Above photo by Megan Authement
At Home: OM Sanctuary
Story by Frances Figart | Photos by Paul M. Howey
Sometimes the best place to be is a home away from home. That is the vision behind Asheville’s Oshun Mountain (OM) Sanctuary, located on the property of the former Richmond Hill Inn overlooking the French Broad River. In fact, those involved sometimes write its name as “hOMe.”
Founded in 2012, OM Sanctuary is a nature-sensitive retreat center offering overnight stays, classes, lectures, trainings, and other programs. Its mission: To inspire healthy lifestyle practices through holistic education and connection with nature.
“When people have spent time living apart from the natural world, getting back into it is something of a homecoming,” says Shelli Stanback, the sanctuary’s founder and president. “We are here to help people of all ages, cultures, and income levels explore the connection between mind, body, spirit, and nature in relation to personal health and wellbeing.”
Shelli was inspired to create the nonprofit organization by the increasing number of people seeking holistic methods to improve health, reduce stress, and bring balance to their lives. She was searching for a campus setting when, after an unfortunate fire, the 54-acre Richmond Hill Inn property suddenly became available through bankruptcy in 2011.
“The time, effort, and historic legacy was standing in ruin and ashes and I envisioned a rising phoenix,” Shelli recalls. “The property had all the elements necessary for self-discovery and realignment and was a perfect match for our need for a central, accessible, and strikingly beautiful place.”
The 25-unit country inn, a Queen Ann style mansion built in 1889, came with a carriage house, croquet cottages, garden pavilion, and 41 undeveloped acres.

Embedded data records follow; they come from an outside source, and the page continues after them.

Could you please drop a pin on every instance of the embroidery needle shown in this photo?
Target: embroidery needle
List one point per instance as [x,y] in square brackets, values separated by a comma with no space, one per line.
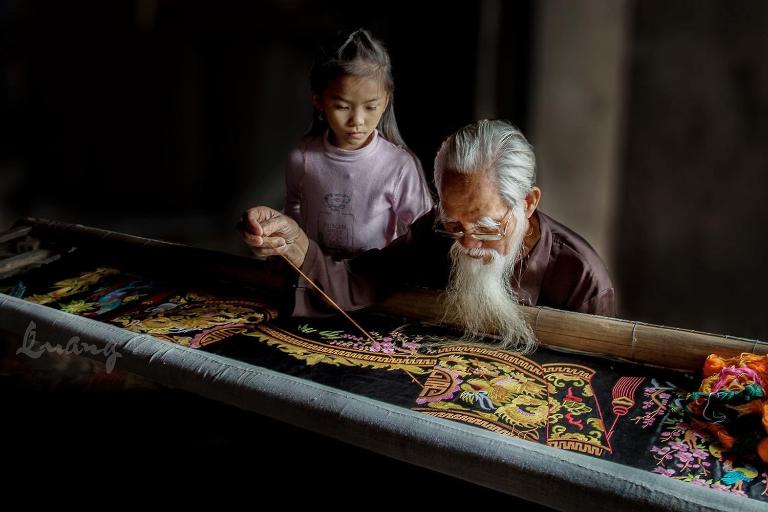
[332,303]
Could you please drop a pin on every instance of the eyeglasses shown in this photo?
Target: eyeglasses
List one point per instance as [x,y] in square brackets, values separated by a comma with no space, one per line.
[454,230]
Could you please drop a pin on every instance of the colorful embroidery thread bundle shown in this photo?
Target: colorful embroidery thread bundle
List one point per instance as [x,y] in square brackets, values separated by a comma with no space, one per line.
[731,404]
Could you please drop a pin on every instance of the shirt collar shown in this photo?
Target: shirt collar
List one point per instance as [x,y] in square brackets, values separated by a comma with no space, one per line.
[529,273]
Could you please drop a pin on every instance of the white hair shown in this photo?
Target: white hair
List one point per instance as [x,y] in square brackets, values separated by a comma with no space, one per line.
[490,146]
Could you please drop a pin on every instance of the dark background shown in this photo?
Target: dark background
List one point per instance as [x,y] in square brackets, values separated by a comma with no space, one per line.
[168,118]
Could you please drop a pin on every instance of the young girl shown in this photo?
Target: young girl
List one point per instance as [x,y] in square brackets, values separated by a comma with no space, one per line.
[351,181]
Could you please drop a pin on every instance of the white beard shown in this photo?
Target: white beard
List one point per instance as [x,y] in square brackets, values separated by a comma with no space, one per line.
[480,295]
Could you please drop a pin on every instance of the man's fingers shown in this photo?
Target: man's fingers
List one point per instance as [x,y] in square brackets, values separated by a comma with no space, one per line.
[272,242]
[254,218]
[275,227]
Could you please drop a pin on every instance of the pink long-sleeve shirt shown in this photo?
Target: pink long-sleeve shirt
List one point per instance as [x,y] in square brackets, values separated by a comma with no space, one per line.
[351,201]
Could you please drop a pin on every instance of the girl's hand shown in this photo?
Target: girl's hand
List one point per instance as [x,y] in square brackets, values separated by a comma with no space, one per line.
[268,232]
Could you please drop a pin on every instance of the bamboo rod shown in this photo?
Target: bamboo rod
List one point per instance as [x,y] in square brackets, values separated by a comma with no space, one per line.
[634,341]
[14,233]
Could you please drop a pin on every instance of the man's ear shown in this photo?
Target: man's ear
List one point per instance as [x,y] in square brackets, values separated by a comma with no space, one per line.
[532,199]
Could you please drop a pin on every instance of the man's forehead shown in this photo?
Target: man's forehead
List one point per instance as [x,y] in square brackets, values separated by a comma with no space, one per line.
[469,194]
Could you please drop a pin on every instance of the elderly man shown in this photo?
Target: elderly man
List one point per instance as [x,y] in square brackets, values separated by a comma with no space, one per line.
[486,244]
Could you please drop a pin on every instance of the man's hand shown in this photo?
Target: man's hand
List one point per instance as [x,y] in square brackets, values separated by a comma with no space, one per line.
[268,232]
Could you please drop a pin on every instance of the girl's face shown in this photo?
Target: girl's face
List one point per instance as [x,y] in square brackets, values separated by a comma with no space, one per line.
[352,106]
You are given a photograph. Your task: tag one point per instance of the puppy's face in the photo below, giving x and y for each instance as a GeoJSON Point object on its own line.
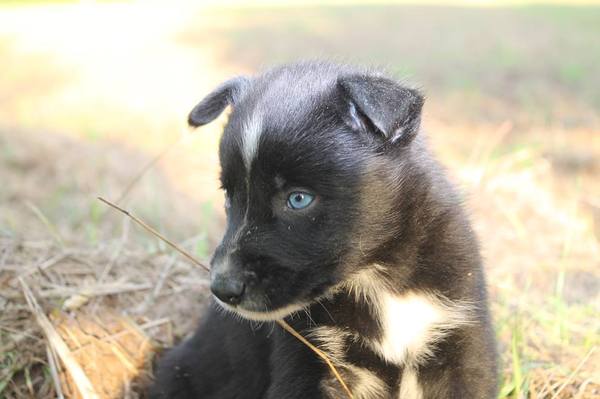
{"type": "Point", "coordinates": [295, 160]}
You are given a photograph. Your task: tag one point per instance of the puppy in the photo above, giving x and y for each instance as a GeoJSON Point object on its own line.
{"type": "Point", "coordinates": [340, 222]}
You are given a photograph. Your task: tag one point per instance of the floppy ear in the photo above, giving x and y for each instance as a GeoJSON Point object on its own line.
{"type": "Point", "coordinates": [381, 104]}
{"type": "Point", "coordinates": [213, 104]}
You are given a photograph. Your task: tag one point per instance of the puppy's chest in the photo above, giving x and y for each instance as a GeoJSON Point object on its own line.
{"type": "Point", "coordinates": [378, 355]}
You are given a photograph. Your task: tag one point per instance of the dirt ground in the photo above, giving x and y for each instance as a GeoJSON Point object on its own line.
{"type": "Point", "coordinates": [93, 93]}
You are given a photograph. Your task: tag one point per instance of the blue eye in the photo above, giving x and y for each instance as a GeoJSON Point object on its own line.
{"type": "Point", "coordinates": [300, 200]}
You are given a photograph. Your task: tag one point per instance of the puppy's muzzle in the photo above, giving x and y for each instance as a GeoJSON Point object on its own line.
{"type": "Point", "coordinates": [227, 288]}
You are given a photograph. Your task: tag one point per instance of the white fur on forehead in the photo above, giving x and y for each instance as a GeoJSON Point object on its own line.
{"type": "Point", "coordinates": [251, 132]}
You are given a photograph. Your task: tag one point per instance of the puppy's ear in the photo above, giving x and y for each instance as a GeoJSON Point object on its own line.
{"type": "Point", "coordinates": [213, 104]}
{"type": "Point", "coordinates": [381, 104]}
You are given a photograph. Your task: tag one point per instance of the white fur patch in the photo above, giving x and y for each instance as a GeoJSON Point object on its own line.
{"type": "Point", "coordinates": [252, 130]}
{"type": "Point", "coordinates": [409, 386]}
{"type": "Point", "coordinates": [412, 322]}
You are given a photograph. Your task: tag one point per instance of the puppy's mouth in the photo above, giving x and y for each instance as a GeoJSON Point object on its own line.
{"type": "Point", "coordinates": [267, 315]}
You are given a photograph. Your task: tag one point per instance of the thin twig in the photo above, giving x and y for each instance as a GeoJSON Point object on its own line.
{"type": "Point", "coordinates": [54, 372]}
{"type": "Point", "coordinates": [155, 233]}
{"type": "Point", "coordinates": [319, 353]}
{"type": "Point", "coordinates": [282, 323]}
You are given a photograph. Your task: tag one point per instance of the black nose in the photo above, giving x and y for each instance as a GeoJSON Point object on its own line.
{"type": "Point", "coordinates": [228, 290]}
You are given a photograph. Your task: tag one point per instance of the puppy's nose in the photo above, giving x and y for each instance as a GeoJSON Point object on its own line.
{"type": "Point", "coordinates": [228, 290]}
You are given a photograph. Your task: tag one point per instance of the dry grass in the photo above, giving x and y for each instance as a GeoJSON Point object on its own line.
{"type": "Point", "coordinates": [521, 138]}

After four years of cleanup and renovation, Shelli says the facelift is only half done.
Each of the 16 sanctuary rooms is unique and spacious and nine rustic cottages offer porches with rocking chairs. To reduce electromagnetic impact and distraction, there are no clocks, phones or televisions in the accommodations, which offer breathtaking views of nature and feature easy access to gardens and trails.
The carriage house has become a wellness center with a four-person sauna and two studios for classes. Still undergoing construction, the garden labyrinth incorporates a waterfall for walking meditation. With support from environmental nonprofit MountainTrue, invasive plants are being removed from trails, which will feature interpretive signage about native species. Future plans include eco-dorms and a combination teahouse and bookstore.

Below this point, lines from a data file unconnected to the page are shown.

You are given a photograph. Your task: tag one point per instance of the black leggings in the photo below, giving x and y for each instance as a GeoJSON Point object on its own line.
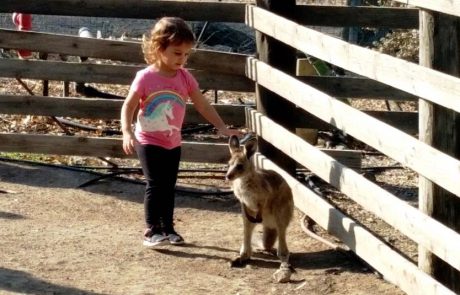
{"type": "Point", "coordinates": [160, 167]}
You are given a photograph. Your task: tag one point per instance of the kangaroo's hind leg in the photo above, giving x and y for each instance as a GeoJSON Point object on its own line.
{"type": "Point", "coordinates": [269, 236]}
{"type": "Point", "coordinates": [283, 274]}
{"type": "Point", "coordinates": [246, 247]}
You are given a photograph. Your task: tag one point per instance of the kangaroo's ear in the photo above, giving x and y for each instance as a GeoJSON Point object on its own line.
{"type": "Point", "coordinates": [250, 147]}
{"type": "Point", "coordinates": [233, 144]}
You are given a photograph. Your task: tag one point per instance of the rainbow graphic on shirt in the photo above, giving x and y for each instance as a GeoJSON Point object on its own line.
{"type": "Point", "coordinates": [157, 112]}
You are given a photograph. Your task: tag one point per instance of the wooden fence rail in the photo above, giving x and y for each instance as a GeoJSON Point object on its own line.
{"type": "Point", "coordinates": [221, 12]}
{"type": "Point", "coordinates": [377, 253]}
{"type": "Point", "coordinates": [384, 77]}
{"type": "Point", "coordinates": [431, 85]}
{"type": "Point", "coordinates": [440, 168]}
{"type": "Point", "coordinates": [445, 6]}
{"type": "Point", "coordinates": [433, 235]}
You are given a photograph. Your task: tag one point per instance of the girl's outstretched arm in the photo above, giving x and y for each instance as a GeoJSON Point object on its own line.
{"type": "Point", "coordinates": [210, 113]}
{"type": "Point", "coordinates": [127, 114]}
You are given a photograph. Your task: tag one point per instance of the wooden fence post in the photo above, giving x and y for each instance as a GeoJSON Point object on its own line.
{"type": "Point", "coordinates": [439, 127]}
{"type": "Point", "coordinates": [283, 57]}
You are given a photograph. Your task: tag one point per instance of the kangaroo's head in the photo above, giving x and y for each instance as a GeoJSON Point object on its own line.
{"type": "Point", "coordinates": [239, 164]}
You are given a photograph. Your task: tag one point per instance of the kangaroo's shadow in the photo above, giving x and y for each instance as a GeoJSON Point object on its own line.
{"type": "Point", "coordinates": [177, 252]}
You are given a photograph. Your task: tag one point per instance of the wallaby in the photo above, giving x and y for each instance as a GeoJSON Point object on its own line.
{"type": "Point", "coordinates": [265, 198]}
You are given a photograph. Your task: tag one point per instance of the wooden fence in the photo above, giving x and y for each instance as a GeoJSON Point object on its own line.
{"type": "Point", "coordinates": [381, 77]}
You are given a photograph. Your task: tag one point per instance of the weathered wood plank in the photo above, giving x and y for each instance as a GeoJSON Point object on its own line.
{"type": "Point", "coordinates": [140, 9]}
{"type": "Point", "coordinates": [416, 225]}
{"type": "Point", "coordinates": [431, 85]}
{"type": "Point", "coordinates": [77, 107]}
{"type": "Point", "coordinates": [394, 268]}
{"type": "Point", "coordinates": [439, 128]}
{"type": "Point", "coordinates": [203, 152]}
{"type": "Point", "coordinates": [127, 51]}
{"type": "Point", "coordinates": [343, 16]}
{"type": "Point", "coordinates": [437, 166]}
{"type": "Point", "coordinates": [356, 87]}
{"type": "Point", "coordinates": [109, 74]}
{"type": "Point", "coordinates": [444, 6]}
{"type": "Point", "coordinates": [101, 147]}
{"type": "Point", "coordinates": [106, 108]}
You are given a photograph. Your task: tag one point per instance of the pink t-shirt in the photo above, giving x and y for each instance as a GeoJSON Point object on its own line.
{"type": "Point", "coordinates": [162, 106]}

The sanctuary’s holistic retreat model embraces three-, five-, and seven-day immersion programs, trainings and certifications, as well as day-use opportunities and two-night-minimum retreats. Programs are tuition-based, with some offered by donation or scholarships.

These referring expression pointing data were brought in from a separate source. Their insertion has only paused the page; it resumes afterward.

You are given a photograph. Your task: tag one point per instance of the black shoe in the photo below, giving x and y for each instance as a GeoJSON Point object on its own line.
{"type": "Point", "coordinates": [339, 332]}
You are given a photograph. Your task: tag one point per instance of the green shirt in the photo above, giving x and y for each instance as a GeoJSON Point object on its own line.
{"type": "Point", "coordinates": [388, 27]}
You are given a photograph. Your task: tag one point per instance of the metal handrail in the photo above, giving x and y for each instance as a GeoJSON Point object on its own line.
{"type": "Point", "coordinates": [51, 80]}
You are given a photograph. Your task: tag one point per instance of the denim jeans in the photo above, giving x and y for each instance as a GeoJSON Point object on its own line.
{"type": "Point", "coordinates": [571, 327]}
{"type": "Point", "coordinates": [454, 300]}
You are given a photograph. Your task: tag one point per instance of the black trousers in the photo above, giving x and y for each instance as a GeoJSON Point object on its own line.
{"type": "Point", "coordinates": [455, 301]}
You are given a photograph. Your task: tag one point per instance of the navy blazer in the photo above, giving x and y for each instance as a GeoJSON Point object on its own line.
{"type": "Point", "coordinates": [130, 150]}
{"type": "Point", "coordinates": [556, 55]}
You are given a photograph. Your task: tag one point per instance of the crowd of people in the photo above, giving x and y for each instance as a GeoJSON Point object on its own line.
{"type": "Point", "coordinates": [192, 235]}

Julie Parker, of Asheville, brought her fledgling Healing Cancer Naturally support group on retreat to OM Sanctuary just over a year ago. “Our group is for people who choose not to do chemo and radiation but rather use all the profound gifts that nature offers for healing,” Julie says. “OM Sanctuary provided an ideal incubator to nourish and grow the group, which has grown from four to 176 members.”
In 2015, the retreat center had approximately 4,500 program participants, with 92 percent staying overnight. “Their economic impact means more than $500,000 for Asheville businesses,” says executive director Jonathan Frappier, who adds that the nonprofit’s future success depends upon contributions from donors. “Our ongoing facility improvements and program development require support from the community.”
To offset its carbon footprint and to support preservation of undeveloped areas, last year OM Sanctuary protected its 41 forest acres through a conservation easement with Southern Appalachian Highlands Conservancy (SAHC). The tract contains pools that provide likely habitat for salamanders and its conservation helps protect tributary streams of the French Broad River watershed. “We were thrilled at the opportunity to protect this undeveloped, mature forest so near Asheville’s urban core,” says Carl Silverstein, SAHC’s executive director.
Shelli feels she is carrying on the legacy of her grandfather, who helped preserve property around one of the most pristine and unique lakes in Minnesota. She says the relationship between people and the environment should be a symbiotic one. “If we are going to improve health, we must also preserve nature.”